[PATCH 5/6] drm/amdgpu: add timeline support in amdgpu CS
Christian König
ckoenig.leichtzumerken at gmail.com
Mon Sep 24 10:25:02 UTC 2018
Am 20.09.2018 um 13:03 schrieb Chunming Zhou:
> syncobj wait/signal operation is appending in command submission.
>
> Signed-off-by: Chunming Zhou <david1.zhou at amd.com>
> ---
> drivers/gpu/drm/amd/amdgpu/amdgpu.h | 8 +-
> drivers/gpu/drm/amd/amdgpu/amdgpu_cs.c | 114 +++++++++++++++++++------
> include/uapi/drm/amdgpu_drm.h | 10 +++
> 3 files changed, 104 insertions(+), 28 deletions(-)
>
> diff --git a/drivers/gpu/drm/amd/amdgpu/amdgpu.h b/drivers/gpu/drm/amd/amdgpu/amdgpu.h
> index 447c4c7a36d6..6e4a3db56833 100644
> --- a/drivers/gpu/drm/amd/amdgpu/amdgpu.h
> +++ b/drivers/gpu/drm/amd/amdgpu/amdgpu.h
> @@ -975,6 +975,11 @@ struct amdgpu_cs_chunk {
> void *kdata;
> };
>
> +struct amdgpu_cs_syncobj_post_dep {
> + struct drm_syncobj *post_dep_syncobj;
> + u64 point;
> +};
> +
> struct amdgpu_cs_parser {
> struct amdgpu_device *adev;
> struct drm_file *filp;
> @@ -1003,9 +1008,8 @@ struct amdgpu_cs_parser {
>
> /* user fence */
> struct amdgpu_bo_list_entry uf_entry;
> -
> + struct amdgpu_cs_syncobj_post_dep *post_dep_syncobjs;
> unsigned num_post_dep_syncobjs;
> - struct drm_syncobj **post_dep_syncobjs;
> };
>
> static inline u32 amdgpu_get_ib_value(struct amdgpu_cs_parser *p,
> diff --git a/drivers/gpu/drm/amd/amdgpu/amdgpu_cs.c b/drivers/gpu/drm/amd/amdgpu/amdgpu_cs.c
> index 412fac238575..0efe75bf2f03 100644
> --- a/drivers/gpu/drm/amd/amdgpu/amdgpu_cs.c
> +++ b/drivers/gpu/drm/amd/amdgpu/amdgpu_cs.c
> @@ -204,6 +204,8 @@ static int amdgpu_cs_parser_init(struct amdgpu_cs_parser *p, union drm_amdgpu_cs
> case AMDGPU_CHUNK_ID_DEPENDENCIES:
> case AMDGPU_CHUNK_ID_SYNCOBJ_IN:
> case AMDGPU_CHUNK_ID_SYNCOBJ_OUT:
> + case AMDGPU_CHUNK_ID_SYNCOBJ_TIMELINE_WAIT:
> + case AMDGPU_CHUNK_ID_SYNCOBJ_TIMELINE_SIGNAL:
> break;
>
> default:
> @@ -783,7 +785,7 @@ static void amdgpu_cs_parser_fini(struct amdgpu_cs_parser *parser, int error,
> &parser->validated);
>
> for (i = 0; i < parser->num_post_dep_syncobjs; i++)

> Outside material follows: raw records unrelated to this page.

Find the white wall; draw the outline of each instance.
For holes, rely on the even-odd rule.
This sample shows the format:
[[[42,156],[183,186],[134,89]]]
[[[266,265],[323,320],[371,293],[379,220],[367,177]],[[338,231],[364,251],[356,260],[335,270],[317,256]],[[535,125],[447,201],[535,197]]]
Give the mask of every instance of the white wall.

> - drm_syncobj_put(parser->post_dep_syncobjs[i]);
> + drm_syncobj_put(parser->post_dep_syncobjs[i].post_dep_syncobj);
> kfree(parser->post_dep_syncobjs);
>
> dma_fence_put(parser->fence);
> @@ -1098,11 +1100,13 @@ static int amdgpu_cs_process_fence_dep(struct amdgpu_cs_parser *p,
> }
>
> static int amdgpu_syncobj_lookup_and_add_to_sync(struct amdgpu_cs_parser *p,
> - uint32_t handle)
> + uint32_t handle, u64 point,
> + u64 flags)
> {
> int r;
> struct dma_fence *fence;
> - r = drm_syncobj_find_fence(p->filp, handle, 0, 0, &fence);
> +
> + r = drm_syncobj_find_fence(p->filp, handle, point, flags, &fence);
> if (r)
> return r;
>
> @@ -1113,48 +1117,91 @@ static int amdgpu_syncobj_lookup_and_add_to_sync(struct amdgpu_cs_parser *p,
> }
>
> static int amdgpu_cs_process_syncobj_in_dep(struct amdgpu_cs_parser *p,
> - struct amdgpu_cs_chunk *chunk)
> + struct amdgpu_cs_chunk *chunk,
> + bool timeline)
You should really just duplicate the function. The only think you have
in common here is allocating the post_dep_sync objects.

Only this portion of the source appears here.